When crisis strikes, most companies are unprepared and poorly lever the situation. They might try handling the situation, toughing it out or pretending the crisis will pass. It is hopeless to mask the truth from the public because finally someone will start a fire. For instance, Firestone continued to sell defective tires when they knew there was a problem with the product. After numerous deaths, Firestone recalled millions of tires, and the public wondered how long Firestone knew about the problem. Now Firestone is on the edge of announcing bankruptcy and going out of business because they made poor crisis management decisions.
Crisis management planning enables organizations to be better prepared to handle unanticipated events that may cause serious or irreversible damage. Scenario planning is a strategy that companies are implementing to help plan for unforeseen events.
Judy Larkin and Michael Regester in “Risk Issues and Crisis Management: A casebook of Best Practice” (2005) give us a whole depiction of how a crisis can be dealt and how to ensure the survival and continuity of the business enterprise. Having a successful and continuous experience in crisis management practice, they think, that the key to crisis management is crisis prevention, whether the vigilance and preparation is self-motivated or enforces by legislation. But if a fire does break out, comprehensive contingency planning can minimize the catastrophe; and a policy of open communication can minimize damage to corporate and individual reputations.

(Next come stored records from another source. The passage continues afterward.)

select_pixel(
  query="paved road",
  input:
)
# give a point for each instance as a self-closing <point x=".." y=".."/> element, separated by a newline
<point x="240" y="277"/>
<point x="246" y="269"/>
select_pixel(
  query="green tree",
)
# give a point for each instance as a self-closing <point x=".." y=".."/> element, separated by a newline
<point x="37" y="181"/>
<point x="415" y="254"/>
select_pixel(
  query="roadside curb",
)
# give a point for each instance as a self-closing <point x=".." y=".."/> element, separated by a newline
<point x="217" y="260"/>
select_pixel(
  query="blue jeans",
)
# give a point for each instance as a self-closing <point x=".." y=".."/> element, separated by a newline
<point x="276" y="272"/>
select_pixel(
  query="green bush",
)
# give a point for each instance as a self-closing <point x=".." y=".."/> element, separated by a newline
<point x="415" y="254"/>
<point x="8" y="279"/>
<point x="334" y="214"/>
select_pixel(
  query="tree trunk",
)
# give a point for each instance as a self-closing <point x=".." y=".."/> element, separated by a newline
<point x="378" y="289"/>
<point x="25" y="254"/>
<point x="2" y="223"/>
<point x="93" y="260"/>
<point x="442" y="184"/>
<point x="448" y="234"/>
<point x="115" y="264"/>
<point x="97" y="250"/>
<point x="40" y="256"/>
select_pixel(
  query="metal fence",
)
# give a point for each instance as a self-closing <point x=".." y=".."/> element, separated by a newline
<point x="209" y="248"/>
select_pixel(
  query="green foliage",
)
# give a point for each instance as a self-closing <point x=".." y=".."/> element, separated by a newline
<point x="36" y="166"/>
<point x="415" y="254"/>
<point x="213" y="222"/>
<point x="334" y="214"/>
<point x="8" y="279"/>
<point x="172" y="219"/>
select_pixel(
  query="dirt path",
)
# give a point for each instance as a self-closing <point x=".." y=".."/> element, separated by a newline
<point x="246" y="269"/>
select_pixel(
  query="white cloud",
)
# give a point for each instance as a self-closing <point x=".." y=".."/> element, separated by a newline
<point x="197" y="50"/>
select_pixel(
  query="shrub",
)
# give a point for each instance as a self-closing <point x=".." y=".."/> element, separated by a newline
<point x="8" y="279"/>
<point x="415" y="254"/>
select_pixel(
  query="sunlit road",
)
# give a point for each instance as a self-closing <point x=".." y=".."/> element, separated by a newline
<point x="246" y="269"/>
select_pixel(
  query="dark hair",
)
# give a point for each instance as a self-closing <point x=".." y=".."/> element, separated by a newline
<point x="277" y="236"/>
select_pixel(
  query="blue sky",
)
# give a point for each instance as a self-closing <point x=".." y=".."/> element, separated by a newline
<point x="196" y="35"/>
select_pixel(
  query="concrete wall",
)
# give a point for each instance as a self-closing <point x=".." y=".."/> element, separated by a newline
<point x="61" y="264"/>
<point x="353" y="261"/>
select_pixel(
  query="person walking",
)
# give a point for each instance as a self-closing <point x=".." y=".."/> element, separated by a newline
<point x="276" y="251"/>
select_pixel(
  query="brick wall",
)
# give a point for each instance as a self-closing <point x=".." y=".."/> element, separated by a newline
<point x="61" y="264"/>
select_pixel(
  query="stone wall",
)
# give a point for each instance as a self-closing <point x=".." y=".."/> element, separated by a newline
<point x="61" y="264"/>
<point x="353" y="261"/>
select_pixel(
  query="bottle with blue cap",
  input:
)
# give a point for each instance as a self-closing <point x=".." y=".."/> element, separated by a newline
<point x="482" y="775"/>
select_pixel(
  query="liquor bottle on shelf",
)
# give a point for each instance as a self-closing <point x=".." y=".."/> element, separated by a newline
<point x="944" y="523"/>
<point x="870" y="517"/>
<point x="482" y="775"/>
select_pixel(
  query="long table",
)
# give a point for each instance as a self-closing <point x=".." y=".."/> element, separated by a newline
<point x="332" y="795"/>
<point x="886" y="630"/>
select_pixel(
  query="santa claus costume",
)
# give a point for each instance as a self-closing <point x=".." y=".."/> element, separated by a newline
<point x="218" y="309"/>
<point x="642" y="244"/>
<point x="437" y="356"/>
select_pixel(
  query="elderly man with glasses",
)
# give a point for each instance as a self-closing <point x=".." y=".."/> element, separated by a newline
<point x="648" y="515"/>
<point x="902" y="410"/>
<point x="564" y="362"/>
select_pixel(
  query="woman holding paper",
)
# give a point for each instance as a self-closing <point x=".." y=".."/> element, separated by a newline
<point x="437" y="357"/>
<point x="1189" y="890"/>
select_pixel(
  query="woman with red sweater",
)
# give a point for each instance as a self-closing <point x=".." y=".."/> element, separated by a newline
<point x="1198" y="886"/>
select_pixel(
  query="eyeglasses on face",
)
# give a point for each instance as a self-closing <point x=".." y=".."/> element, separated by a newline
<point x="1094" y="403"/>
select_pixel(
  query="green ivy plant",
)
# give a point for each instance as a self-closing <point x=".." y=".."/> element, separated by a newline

Here is a plan to be considered while managing a crisis, outlined by Judy Larkin and Michael Regester:
- Ensure all key players keep a copy of the crisis management plan with them all the times
- Have background information prepared
- Set up a press centre
- Ensure executives are trained to manage successfully press conferences, television, radio and print interviews – against crisis scenarios
- Establish trained telephone response teams to cope with media and relative calls
- Keep news releases coming thick and fast; time and number them
- Don’t forget employees – they are the company’s ‘ambassadors’
- Coordinate the response of the company and third parties
- When it’s all over, review the organization from top to bottom in the light of lessons learnt- lightning can strike twice
Al Tortorella, Managing Director, Crisis management at Ogilvy, offers a set of principles to be considered when dealing with a crisis: to understand media interest in your story, define the real problem and determine strategy accordingly, manage the flow of information, assume the situation will escalate and get worse, remember all your constituencies, measure results in real time.